Rasmus Bach Nielsen, Global Head of Fuel Decarbonisation, Trafigura, said that “the current regulatory framework does not provide sufficient opportunity for the industry to decarbonise sooner rather than later. A global carbon levy must be introduced to cost neutralise the use of low and zero carbon fuels.”

Trafigura has released a proposal for a ‘partial feebate’ proposal. At the end of each voyage, owners, operators or charterers would submit the amount of fuel consumed by that vessel to IMO for carbon profiling and benchmarking.

A levy of US$250-300 per metric tonne of CO2 equivalent would be imposed on carbon intensive fuels while low and zero carbon fuels would be subsidised as necessary to close the competitive gap.

A smaller part of the levy would fund R&D into alternative fuels. Some monies would go to Small Island Developing States to help them manage the impact of climate change and energy transition. The industry should strive hard to use hydrogen-based fuels, especially green ammonia and green methanol, due to their attractive CO2 emissions profiles. “We are very, very firm on this levy.”

Mr Nielsen appreciated that the switch to low and zero carbon fuels could only occur at a pace that owners and operators could afford. He felt attitudes to new fuels in the industry were shifting in the right direction but clear and comprehensive regulation remained essential. “It is an historical challenge and opportunity. We all want it and we all need it.”

Lars Robert Pedersen, BIMCO’s Deputy Secretary-General

Lars Robert Pedersen, BIMCO’s Deputy Secretary-General, agreed that the ever increasing volume of world trade and the associated shipping movements provided an exceptionally challenging context for efficient energy usage and reductions in carbon emissions. However, measures had to be carefully chosen, co-ordinated and enforced. 

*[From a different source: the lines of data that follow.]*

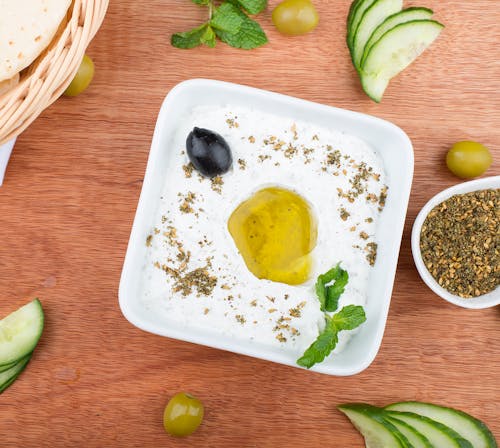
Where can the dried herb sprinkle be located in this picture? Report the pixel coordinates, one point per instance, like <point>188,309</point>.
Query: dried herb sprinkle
<point>459,243</point>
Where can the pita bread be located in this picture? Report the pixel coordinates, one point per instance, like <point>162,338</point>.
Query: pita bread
<point>26,29</point>
<point>8,84</point>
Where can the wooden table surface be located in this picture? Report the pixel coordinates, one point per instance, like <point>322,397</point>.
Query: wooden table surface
<point>68,203</point>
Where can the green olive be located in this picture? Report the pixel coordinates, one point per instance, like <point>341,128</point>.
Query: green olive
<point>82,78</point>
<point>295,17</point>
<point>468,159</point>
<point>183,414</point>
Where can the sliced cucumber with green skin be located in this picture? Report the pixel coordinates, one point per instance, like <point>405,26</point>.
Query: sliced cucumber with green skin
<point>372,18</point>
<point>407,15</point>
<point>7,366</point>
<point>9,376</point>
<point>357,14</point>
<point>417,439</point>
<point>439,435</point>
<point>464,424</point>
<point>20,332</point>
<point>377,434</point>
<point>394,51</point>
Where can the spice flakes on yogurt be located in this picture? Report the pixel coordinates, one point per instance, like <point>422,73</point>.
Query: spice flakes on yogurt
<point>194,273</point>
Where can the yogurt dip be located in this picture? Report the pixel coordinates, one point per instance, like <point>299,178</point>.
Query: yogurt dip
<point>194,275</point>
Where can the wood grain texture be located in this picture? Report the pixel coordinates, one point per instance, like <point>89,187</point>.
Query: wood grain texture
<point>68,203</point>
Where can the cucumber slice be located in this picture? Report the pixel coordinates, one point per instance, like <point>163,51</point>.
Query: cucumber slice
<point>5,367</point>
<point>9,376</point>
<point>359,9</point>
<point>372,18</point>
<point>377,434</point>
<point>20,332</point>
<point>406,15</point>
<point>464,424</point>
<point>417,439</point>
<point>438,434</point>
<point>395,51</point>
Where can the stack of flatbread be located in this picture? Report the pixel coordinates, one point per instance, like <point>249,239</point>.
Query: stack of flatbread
<point>26,29</point>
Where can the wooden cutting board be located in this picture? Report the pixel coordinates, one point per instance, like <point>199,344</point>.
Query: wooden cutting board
<point>68,203</point>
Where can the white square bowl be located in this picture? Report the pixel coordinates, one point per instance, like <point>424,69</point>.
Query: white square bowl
<point>389,141</point>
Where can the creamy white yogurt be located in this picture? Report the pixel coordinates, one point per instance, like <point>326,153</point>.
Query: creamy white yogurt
<point>268,150</point>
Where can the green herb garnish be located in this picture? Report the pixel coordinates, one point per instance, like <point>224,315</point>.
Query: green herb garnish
<point>347,318</point>
<point>229,22</point>
<point>329,293</point>
<point>329,288</point>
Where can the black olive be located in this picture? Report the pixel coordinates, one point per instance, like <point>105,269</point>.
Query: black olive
<point>208,152</point>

He acknowledged that the uneven recovery in shipping movements and the relative stability of emission levels since 2018 should not obscure the longer term picture. Efficiency improvement could only have a limited effect on reductions. “A five per cent improvement in efficiency gets us nowhere in terms of overall targets.”

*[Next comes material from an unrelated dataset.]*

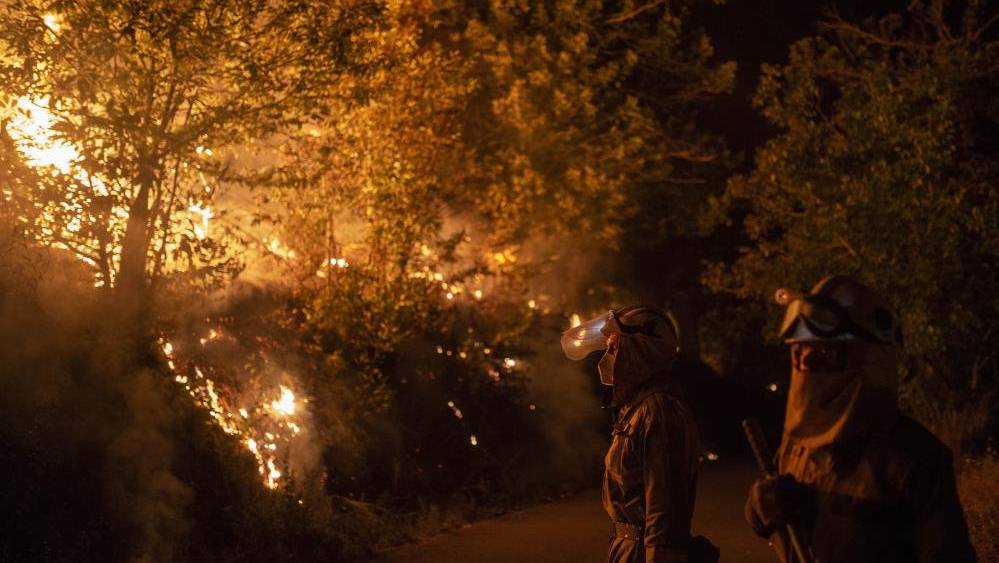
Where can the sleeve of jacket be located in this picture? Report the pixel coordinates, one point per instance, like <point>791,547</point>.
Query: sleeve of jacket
<point>940,533</point>
<point>667,530</point>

Bulkers would continue to account for the most sea miles steamed with containerships and tankers still making up nearly all the remainder. However, much needed to be done to enhance fuel efficiency and reduce carbon emissions to meet the IMO target of a 50 per cent reduction by 2050. “Perhaps we can do a bit more; perhaps a lot more,” added Mr. Pedersen. The need to press towards zero emission fuel as soon as possible was inescapable. However, countries’ differing political priorities could  present “a political minefield.”

The shipping industry had proposed its own R&D fund—the International maritime Research & Development Board—to advance fuels and technology development. It had also asked IMO to progress market-based measures. The technology needed to reduce emissions substantially was not yet widely available but there was scope for preparatory work. “Transition must make sense for business. If the price of new and low carbon fuels is two or three times what operators pay now, there will be little incentive to go down this road. Transition will have to take place ship by ship, perhaps over one or even two decades. Ships with old technologies will trade side by side with those with new technologies. We need the market to facilitate this in an economically sustainable manner. It can only happen when commercial realities cater for the sustainable option rather than the fossil option,” concluded Mr. Pedersen.